I never gave much thought to minimalism until this year. My art history education went straight from Pollock to identity-politics postmodernism, and I had no point of reference for the movement. If someone had asked what I thought of minimalism, I probably would have replied that I hated it, as the word brought to mind monochromatic canvases and white blocks indistinguishable from the plinths that hold what I considered “real” art. I assumed it was all about rules, austerity, and high-minded ideology. In short, I stereotyped minimalism as anti-fun and grueling to view.
As is probably obvious, I was very narrow minded about art for a long time. This was mostly due to stubborn traditionalism—painting was art, installation was a bunch of crap in a room—but some of my naïve irritation was justified. I still don’t understand the audacity it takes to declare a canvas painted flat white a finished work of art, and most of the work I see in galleries enrages me with its heavy-handed gaucherie. However! Thanks to the insistence of a dear friend, and a drive through west Texas, I discovered an abiding love for minimalism and, consequently, a more optimistic view of art in general.
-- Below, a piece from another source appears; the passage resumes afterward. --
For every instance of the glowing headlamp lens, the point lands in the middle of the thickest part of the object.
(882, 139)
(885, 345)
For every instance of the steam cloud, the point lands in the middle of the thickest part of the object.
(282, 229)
A few weeks ago my friend convinced me that a visit to the Dia Foundation in upstate New York was worth the exorbitant price of a train ticket, and we set out into the bucolic Hudson Valley. I had seen a show of California minimalist art in Chelsea a few months before, and I expected to have a similarly spa-like experience at Dia: relaxing lights, saturated colors, and comfortingly simple forms. Our day trip to Dia left me not soothed but exultant and energized. There are many wonderful pieces there: Michael Heizer’s dizzying bottomless pits, On Kawara’s hypnotic date paintings, and Imi Knoebel's mysterious, inviting studio.
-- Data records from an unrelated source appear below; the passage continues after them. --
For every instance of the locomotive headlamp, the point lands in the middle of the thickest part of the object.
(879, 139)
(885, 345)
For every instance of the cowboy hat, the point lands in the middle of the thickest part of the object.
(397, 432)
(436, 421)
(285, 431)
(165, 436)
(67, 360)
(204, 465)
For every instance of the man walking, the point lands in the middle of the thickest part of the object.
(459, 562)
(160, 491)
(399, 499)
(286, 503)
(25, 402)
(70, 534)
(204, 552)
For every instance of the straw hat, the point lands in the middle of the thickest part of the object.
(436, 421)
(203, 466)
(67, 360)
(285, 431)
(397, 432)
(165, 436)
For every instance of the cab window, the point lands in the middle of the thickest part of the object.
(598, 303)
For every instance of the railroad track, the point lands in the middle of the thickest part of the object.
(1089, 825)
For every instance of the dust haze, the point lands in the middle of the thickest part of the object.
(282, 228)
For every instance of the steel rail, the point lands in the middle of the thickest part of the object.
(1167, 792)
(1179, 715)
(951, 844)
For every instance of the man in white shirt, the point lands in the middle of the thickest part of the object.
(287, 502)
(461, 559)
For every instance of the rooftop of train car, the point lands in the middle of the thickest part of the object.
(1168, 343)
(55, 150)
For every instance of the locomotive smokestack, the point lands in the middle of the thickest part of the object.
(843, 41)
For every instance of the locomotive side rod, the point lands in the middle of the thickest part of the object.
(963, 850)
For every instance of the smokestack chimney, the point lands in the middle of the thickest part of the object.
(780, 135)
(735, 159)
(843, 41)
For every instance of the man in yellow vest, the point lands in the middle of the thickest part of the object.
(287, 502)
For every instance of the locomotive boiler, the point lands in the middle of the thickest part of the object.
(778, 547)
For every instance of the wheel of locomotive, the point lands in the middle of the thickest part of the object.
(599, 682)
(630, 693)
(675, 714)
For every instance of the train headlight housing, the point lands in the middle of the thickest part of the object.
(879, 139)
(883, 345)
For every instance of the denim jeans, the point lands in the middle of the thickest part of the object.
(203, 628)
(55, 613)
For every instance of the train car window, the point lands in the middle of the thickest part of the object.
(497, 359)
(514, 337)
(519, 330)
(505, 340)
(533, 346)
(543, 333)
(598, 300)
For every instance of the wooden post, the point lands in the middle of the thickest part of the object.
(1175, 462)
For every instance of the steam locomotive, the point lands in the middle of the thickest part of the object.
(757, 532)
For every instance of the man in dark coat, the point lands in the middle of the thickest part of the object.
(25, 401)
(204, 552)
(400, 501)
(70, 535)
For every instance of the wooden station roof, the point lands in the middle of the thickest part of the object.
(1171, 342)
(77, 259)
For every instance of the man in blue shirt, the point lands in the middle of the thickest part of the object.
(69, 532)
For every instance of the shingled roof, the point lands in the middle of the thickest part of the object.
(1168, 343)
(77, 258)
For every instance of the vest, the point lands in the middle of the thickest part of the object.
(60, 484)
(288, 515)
Michael Heizer, North, East, South, West
On Kawara, Date Paintings
Imi Knoebel, Raum 19
Donald Judd’s presence at Dia consists of a series of fifteen rectangular boxes partially painted red and green, a series of similar boxes hung on the wall, and a phenomenologically tricky sculpture that must be seen in person. The perfectly flush edges and bold colors of the plywood boxes are pleasing, but it is their variation that compels. Slightly different designs, all confined by the same exterior dimensions, draw the viewer into an insular logic. They are not comprehensive, because not every variation is present, and the ones that are do not follow a particular line of spatial inquiry. The viewer can only assume that Judd is adhering a list of guidelines rather than random impulse. The piece is maddening and tantalizing because it responds to a system the viewer cannot apprehend. The rules that governed its creation make the piece playful and intellectually engaging, and the boxes have a solid, monolithic presence that belies their cheap material.
Donald Judd, Untitled
In a way my assumptions were correct: minimalism is about rules, but this is its most charming quality. Much of the minimalist work at Dia, and Judd’s boxes in particular, reminded me of the game Set. For those unfamiliar, Set is a card game based on four variations: shape (diamond, squiggle, pill), color (red, green, purple), texture (solid, striped, empty), and quantity (one, two, three). Each possible combination of variations appears once in the deck. Nine cards are laid out, and players must identify sets of three that share either all or none of the variations. To an observer, a game of Set is a rapid fire battle following no discernible logic. It is difficult to grasp the rhythm of game, but once you do, it’s addictive and gratifying. Judd’s work is like stumbling across the aftermath of a colossal game of Set played by extraterrestrial visitors. Rather than constricting, the structured variation of his practice affords the viewer great pleasure.
A game of Set, with example sets
I saw a perfected example of this principle at Judd’s desert utopia, the Chinati Foundation, in Marfa, Texas. Chinati’s collection falls short of Dia’s (partly due to an excessive allocation of space to the junkyard clichés of John Chamberlain), but the setting can’t be beat. Similarly varied boxes, this time larger and made of polished aluminum, hold court in a massive artillery shed and reflect the dusty palette and enormous grasshoppers of the Texan desert. The enlarged scale intensifies the sense of discovering a game board long forgotten by greater beings. Viewers wander tentatively between the gleaming blocks, like explorers in an extraterrestrial archaeological site. The mysterious lights that regularly appear in the sky over Marfa encourage such reveries.
Donald Judd, 100 untitled works in mill aluminum
Very convincing photographic evidence of the mysterious Marfa lights
Minimalism at its finest is not at all simple: it’s a logic game, a test of variations, but what elevates it above dry didacticism is its pointlessness. It’s a balance between aesthetics and problem solving, completely bizarre when juxtaposed with a natural setting. The system is so deliberate it must have a purpose, but like the game of Set, it’s impossible to justify to someone who doesn’t immediately take a shine to it. Viewing Judd’s work, I felt simultaneously mindless and intellectual, like I was using my brain in a new way. Like the astronauts in 2001: A Space Odyssey, I was rendered speechless by an immaculate, mysterious form that seemed both ancient and futuristic.